Thursday, 14 November 2013

Richard II, Showcase Cinema de Lux, Bristol, Wednesday 14th November 2013


As the queue for Screen 11, the largest in Cabot Circus’ Cinema de Lux, wound around the concourse, I pondered the new-found passion of Bristolians for the works of the Bard.  Or were so many of them waiting to see this inaugural live broadcast from the Royal Shakespeare Theatre in Stratford simply because David Tennant was playing the titular role?  Yet there wasn’t as much as a glimpse of a sonic screwdriver to be seen the length of the line. 

The evening’s entertainment began with a quaint 1950s introduction to Stratford, followed by a behind-the-scenes peek at the current production.  In between were shots of the stage with a set which looked holographic but actually comprised curtains of hanging chain onto which was projected the image of a soaring nave.  Into these regal surroundings sweeps the fickle, unconscionable Richard, who, having sanctioned the murder of his uncle, the Duke of Gloucester, banishes his loyal agent, Mowbray, and Mowbray’s accuser, Bolingbroke, even as his victim’s coffin stands centre stage, before seizing Bolingbroke’s inheritance on the death of his father, John of Gaunt. 

It is hard to sympathise with the narcissistic, tyrannical King, but with Queen Elizabeth regarding the usurper Bolingbroke as a threat to the divine right of monarchy, that is what Shakespeare (wisely) asks us to do.  Thus, as his allies desert him and power shifts to the brusque and brutal Bolingbroke, newly returned from exile, the increasingly vulnerable Richard becomes – well, pitiable.

The paradox of this fey, self-defeating ruler is that he only grows in authority as his authority wanes.  Only when he has lost his kingship does Richard appear to value it, only then does the ‘hollow crown’, which earlier slipped almost over Tennant’s eyes, finally seem to fit. 
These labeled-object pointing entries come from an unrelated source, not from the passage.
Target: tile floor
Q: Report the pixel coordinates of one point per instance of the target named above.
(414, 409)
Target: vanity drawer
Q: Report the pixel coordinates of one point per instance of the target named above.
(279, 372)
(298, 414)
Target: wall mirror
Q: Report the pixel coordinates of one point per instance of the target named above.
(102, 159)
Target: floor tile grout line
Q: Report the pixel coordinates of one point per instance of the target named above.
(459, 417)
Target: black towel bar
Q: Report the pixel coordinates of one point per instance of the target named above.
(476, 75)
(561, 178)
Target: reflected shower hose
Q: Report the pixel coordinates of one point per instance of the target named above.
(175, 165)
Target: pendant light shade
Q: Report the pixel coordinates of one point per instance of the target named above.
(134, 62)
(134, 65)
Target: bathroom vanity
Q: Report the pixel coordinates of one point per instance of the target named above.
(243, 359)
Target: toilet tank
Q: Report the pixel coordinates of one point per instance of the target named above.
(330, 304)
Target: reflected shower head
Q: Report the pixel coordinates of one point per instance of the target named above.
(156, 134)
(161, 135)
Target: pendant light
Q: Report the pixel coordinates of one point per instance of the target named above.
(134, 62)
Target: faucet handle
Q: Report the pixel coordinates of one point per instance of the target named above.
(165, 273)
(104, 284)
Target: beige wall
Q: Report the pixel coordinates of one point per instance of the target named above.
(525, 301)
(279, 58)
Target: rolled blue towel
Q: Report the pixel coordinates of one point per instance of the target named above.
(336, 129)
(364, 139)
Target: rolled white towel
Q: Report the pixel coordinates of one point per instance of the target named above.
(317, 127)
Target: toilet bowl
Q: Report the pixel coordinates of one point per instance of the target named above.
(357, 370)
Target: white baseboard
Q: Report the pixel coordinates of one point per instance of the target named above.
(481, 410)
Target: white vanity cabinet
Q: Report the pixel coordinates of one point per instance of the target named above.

‘You can’t feel sorry for him!’ hissed my partner as we left the cinema. ‘Remember the Peasants' Revolt!’ But I was eavesdropping on the comments of the audience, in particular those who might have attended in the hope of seeing a reprise of ‘The Shakespeare Code’, when Doctor Who encounters a Bard in the process of writing his play, Love’s Labours Won.  The mood was enthusiastic, surprised even that the language had been a lot easier to understand than they had expected, and with the news that the screening had played to over 60,000 people and generated over £1 million in box office receipts in the UK alone, with more than 34,000 schoolchildren due to see it two days later, this has to be a cause for celebration.